Across town, Amy Buchanan has to implore her husband just to turn on the heat in the car and roll up his window on weekend drives.
“I’ll be freezing,” she says. “I just don’t understand.”
What is there to understand? Men are from Mars. Or some other frozen, tundralike planet where the inhabitants wear Crocs without socks (“I’m just putting out the trash”), drive the kids to school with no coats (“It’s supposed to warm up later”), and sleep with the windows open on 20-degree nights (“We need the oxygen”).
Hear, hear, says Thompson.
“I can’t stand to be cooped up. The oxygen makes me feel so ALIVE,” Thompson explains of the open-window effect.
But honestly. Crocs without socks? In winter?
“I LOVE Crocs. They just feel so good. Have you ever worn them?”
Women, on the other hand, are from Earth, where room temperature is 75 degrees, heated seats were invented for a reason, and windows, like shoeboxes containing white sandals, are never opened past Labor Day.
This is how humans have thrived through the ages. By taking shelter, creating warmth, protecting their young. Could it be argued that women are simply following their survival instinct?
James Piedad, who has a running battle with his wife over the thermostat, thinks not.

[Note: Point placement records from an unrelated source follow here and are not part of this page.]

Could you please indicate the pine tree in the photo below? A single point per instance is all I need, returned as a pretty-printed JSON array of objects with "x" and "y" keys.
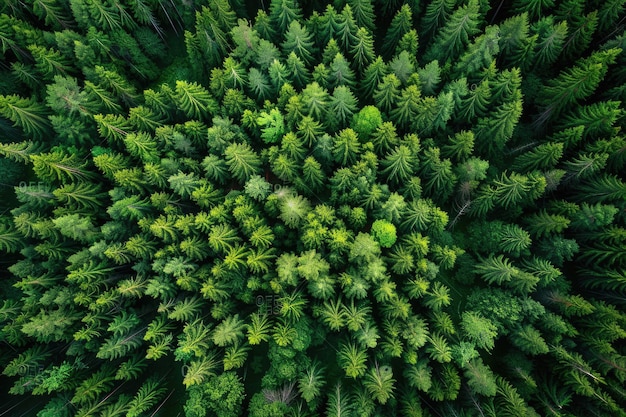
[
  {"x": 372, "y": 76},
  {"x": 342, "y": 106},
  {"x": 283, "y": 13},
  {"x": 194, "y": 100},
  {"x": 401, "y": 24},
  {"x": 26, "y": 114},
  {"x": 574, "y": 84},
  {"x": 436, "y": 15},
  {"x": 299, "y": 41},
  {"x": 454, "y": 36}
]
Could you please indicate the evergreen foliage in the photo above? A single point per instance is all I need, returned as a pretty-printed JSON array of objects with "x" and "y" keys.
[{"x": 364, "y": 207}]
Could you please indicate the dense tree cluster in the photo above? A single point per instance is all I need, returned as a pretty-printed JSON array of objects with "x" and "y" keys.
[{"x": 357, "y": 208}]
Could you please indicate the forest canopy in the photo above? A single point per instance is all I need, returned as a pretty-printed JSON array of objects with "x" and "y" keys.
[{"x": 301, "y": 208}]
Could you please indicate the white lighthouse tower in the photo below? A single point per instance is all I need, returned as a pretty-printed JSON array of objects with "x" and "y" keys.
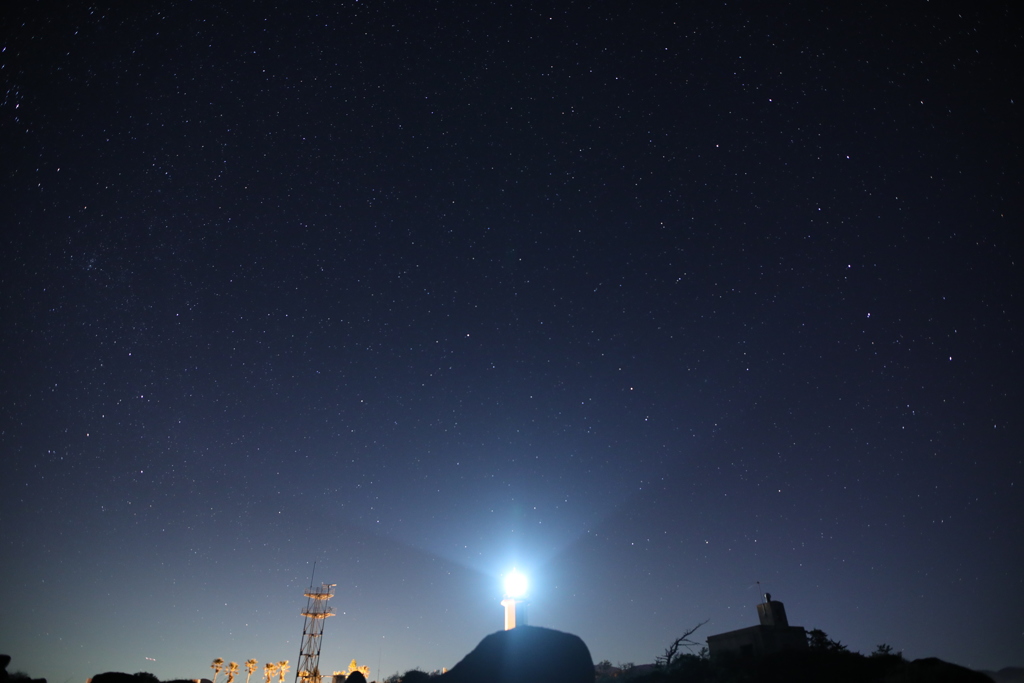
[{"x": 515, "y": 600}]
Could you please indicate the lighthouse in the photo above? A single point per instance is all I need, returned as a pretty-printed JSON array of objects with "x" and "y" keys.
[{"x": 514, "y": 602}]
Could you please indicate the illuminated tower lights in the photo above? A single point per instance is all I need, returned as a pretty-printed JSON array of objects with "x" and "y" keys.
[
  {"x": 315, "y": 612},
  {"x": 514, "y": 602}
]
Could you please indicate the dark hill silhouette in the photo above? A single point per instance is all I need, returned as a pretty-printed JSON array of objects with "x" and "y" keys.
[
  {"x": 525, "y": 654},
  {"x": 20, "y": 678}
]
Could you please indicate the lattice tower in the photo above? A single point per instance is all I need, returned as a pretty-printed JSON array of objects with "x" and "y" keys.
[{"x": 315, "y": 612}]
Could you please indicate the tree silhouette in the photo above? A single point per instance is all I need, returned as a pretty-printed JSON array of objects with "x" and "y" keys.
[
  {"x": 672, "y": 653},
  {"x": 217, "y": 665},
  {"x": 819, "y": 640}
]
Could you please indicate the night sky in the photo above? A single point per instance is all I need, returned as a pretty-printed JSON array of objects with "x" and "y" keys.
[{"x": 652, "y": 301}]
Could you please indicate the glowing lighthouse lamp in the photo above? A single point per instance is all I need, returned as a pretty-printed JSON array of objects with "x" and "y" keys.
[{"x": 514, "y": 602}]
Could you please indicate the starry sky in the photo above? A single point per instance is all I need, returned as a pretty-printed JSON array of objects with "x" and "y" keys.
[{"x": 665, "y": 304}]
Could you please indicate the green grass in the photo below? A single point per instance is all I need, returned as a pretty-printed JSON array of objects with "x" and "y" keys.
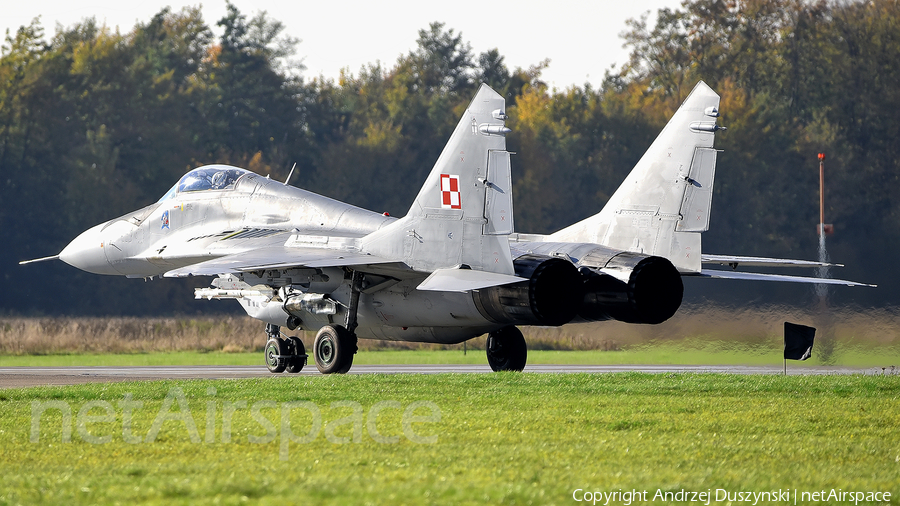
[
  {"x": 501, "y": 439},
  {"x": 698, "y": 353}
]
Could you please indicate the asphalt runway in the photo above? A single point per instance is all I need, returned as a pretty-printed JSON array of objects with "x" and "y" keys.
[{"x": 15, "y": 377}]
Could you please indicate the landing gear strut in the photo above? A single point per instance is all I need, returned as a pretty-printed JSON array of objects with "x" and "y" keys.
[
  {"x": 506, "y": 349},
  {"x": 283, "y": 354},
  {"x": 335, "y": 344}
]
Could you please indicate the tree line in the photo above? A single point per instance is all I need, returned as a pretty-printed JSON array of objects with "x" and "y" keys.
[{"x": 95, "y": 123}]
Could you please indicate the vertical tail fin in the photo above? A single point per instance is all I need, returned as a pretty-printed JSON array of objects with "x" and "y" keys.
[
  {"x": 663, "y": 205},
  {"x": 463, "y": 213}
]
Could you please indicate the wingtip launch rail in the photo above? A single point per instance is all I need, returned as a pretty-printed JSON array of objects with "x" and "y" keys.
[{"x": 454, "y": 267}]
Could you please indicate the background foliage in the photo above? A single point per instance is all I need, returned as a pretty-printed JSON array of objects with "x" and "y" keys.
[{"x": 95, "y": 123}]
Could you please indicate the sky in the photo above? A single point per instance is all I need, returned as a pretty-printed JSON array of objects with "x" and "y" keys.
[{"x": 580, "y": 37}]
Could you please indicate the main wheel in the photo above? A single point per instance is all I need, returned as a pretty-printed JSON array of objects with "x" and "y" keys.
[
  {"x": 506, "y": 349},
  {"x": 298, "y": 355},
  {"x": 276, "y": 349},
  {"x": 334, "y": 349}
]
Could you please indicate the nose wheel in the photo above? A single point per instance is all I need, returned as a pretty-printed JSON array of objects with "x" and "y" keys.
[
  {"x": 334, "y": 349},
  {"x": 284, "y": 354},
  {"x": 506, "y": 350}
]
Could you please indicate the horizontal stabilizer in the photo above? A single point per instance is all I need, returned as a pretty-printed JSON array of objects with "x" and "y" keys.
[
  {"x": 276, "y": 258},
  {"x": 464, "y": 280},
  {"x": 755, "y": 276},
  {"x": 735, "y": 261}
]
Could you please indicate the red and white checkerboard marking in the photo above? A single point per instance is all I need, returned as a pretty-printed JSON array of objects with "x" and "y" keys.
[{"x": 450, "y": 197}]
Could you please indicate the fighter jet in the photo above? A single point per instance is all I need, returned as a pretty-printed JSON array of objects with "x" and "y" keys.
[{"x": 453, "y": 268}]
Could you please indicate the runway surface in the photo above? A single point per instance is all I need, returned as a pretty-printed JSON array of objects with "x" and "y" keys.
[{"x": 15, "y": 377}]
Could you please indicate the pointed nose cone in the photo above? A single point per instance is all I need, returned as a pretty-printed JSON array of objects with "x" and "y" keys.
[{"x": 85, "y": 252}]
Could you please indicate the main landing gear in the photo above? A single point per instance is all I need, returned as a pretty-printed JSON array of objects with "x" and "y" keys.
[
  {"x": 333, "y": 349},
  {"x": 506, "y": 349},
  {"x": 284, "y": 354}
]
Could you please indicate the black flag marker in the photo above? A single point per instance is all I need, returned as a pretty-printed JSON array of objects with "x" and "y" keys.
[{"x": 798, "y": 341}]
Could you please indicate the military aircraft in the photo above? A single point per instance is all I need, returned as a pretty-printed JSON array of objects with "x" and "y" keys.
[{"x": 453, "y": 268}]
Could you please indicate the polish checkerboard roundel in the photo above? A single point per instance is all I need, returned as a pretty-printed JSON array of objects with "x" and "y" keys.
[{"x": 450, "y": 196}]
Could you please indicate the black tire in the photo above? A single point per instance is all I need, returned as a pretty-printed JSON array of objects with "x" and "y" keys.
[
  {"x": 298, "y": 351},
  {"x": 276, "y": 349},
  {"x": 506, "y": 350},
  {"x": 334, "y": 349}
]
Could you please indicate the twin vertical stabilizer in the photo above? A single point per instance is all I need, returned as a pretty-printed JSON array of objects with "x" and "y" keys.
[{"x": 663, "y": 205}]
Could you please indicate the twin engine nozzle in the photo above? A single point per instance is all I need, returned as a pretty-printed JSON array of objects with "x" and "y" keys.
[{"x": 606, "y": 285}]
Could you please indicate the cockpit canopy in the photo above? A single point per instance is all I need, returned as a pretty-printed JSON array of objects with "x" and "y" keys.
[{"x": 208, "y": 177}]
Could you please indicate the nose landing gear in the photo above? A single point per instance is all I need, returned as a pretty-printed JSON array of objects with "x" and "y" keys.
[{"x": 506, "y": 350}]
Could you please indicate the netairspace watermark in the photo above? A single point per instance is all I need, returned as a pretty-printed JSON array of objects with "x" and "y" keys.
[
  {"x": 99, "y": 411},
  {"x": 721, "y": 495}
]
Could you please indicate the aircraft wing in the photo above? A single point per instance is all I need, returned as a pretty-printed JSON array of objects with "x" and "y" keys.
[
  {"x": 277, "y": 257},
  {"x": 755, "y": 276},
  {"x": 734, "y": 261}
]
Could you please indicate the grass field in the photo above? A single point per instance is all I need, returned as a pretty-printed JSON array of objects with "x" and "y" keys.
[
  {"x": 449, "y": 439},
  {"x": 703, "y": 353}
]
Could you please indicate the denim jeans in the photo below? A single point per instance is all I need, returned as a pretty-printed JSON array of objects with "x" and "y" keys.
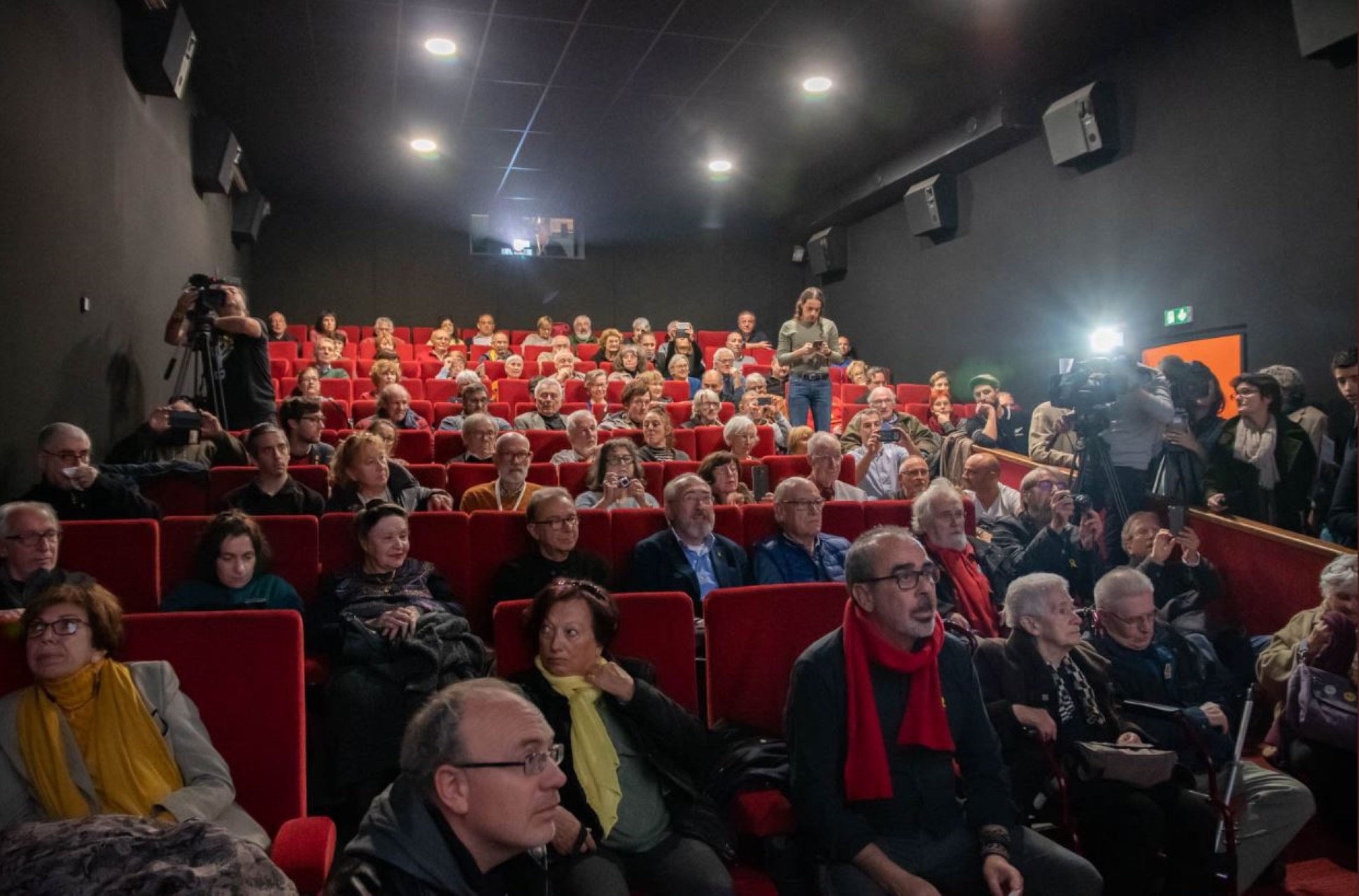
[{"x": 813, "y": 395}]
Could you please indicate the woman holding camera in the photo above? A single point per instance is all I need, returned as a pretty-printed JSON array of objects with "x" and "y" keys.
[{"x": 806, "y": 346}]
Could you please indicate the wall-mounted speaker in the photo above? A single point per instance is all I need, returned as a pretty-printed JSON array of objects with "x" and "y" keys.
[
  {"x": 1083, "y": 127},
  {"x": 215, "y": 152},
  {"x": 933, "y": 206},
  {"x": 828, "y": 253},
  {"x": 158, "y": 49},
  {"x": 248, "y": 213}
]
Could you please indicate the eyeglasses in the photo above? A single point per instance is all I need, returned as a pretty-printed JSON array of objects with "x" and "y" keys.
[
  {"x": 533, "y": 765},
  {"x": 63, "y": 627},
  {"x": 910, "y": 577},
  {"x": 559, "y": 523},
  {"x": 70, "y": 458},
  {"x": 31, "y": 539}
]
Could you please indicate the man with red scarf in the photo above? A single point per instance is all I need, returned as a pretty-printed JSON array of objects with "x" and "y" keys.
[
  {"x": 887, "y": 728},
  {"x": 973, "y": 576}
]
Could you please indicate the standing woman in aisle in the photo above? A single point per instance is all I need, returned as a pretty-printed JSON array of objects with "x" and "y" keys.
[{"x": 808, "y": 345}]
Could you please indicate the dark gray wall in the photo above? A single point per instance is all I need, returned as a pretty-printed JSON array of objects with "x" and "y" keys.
[
  {"x": 98, "y": 201},
  {"x": 1234, "y": 193},
  {"x": 365, "y": 264}
]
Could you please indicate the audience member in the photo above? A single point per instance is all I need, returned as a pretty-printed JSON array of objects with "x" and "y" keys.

“I think we just have a different internal body temperature,” says Piedad, who keeps the thermostat set at 69 degrees, two degrees lower than where his wife likes it.
He finds neither rhyme nor reason in her thermal dynamics. She turns the heat up, but cracks the windows, which sucks the heat out.
“It’s so you don’t suffocate, I guess. Her mom did it,” he says. “But my favorite is in the summertime. She likes to turn the air conditioning way down so that we need a blanket on the bed.”
Part of Thompson’s insistence on turning the heat down is frugality: He estimates he shaves $50 off the family’s monthly heating bill by turning the furnace down to 66 degrees.
But he admits that this might not be the smartest place to conserve.
“Women tend to be smarter than men. They also have better pain tolerance. Except in this one instance, when it comes to cold,” he says. “Men would just freeze to death, and by the time they’re frozen, it’s too late.”
Linda Bennett, who was having lunch with her grandchild Friday at McDonald’s near Green Valley Road, said that in her marriage, there came one great equalizer for the thermostat: That was the hot flashes that hit her and her husband at about the same time.
These days, they keep the thermostat in the low 60s, while her elderly mother keeps it warmer downstairs.
As Bennett finished her lunch, her preschool grandson toddled off without a coat, or shoes, into the PlayPlace , which was as frigid as it was outside.
But why would he mind? Children are from Pluto.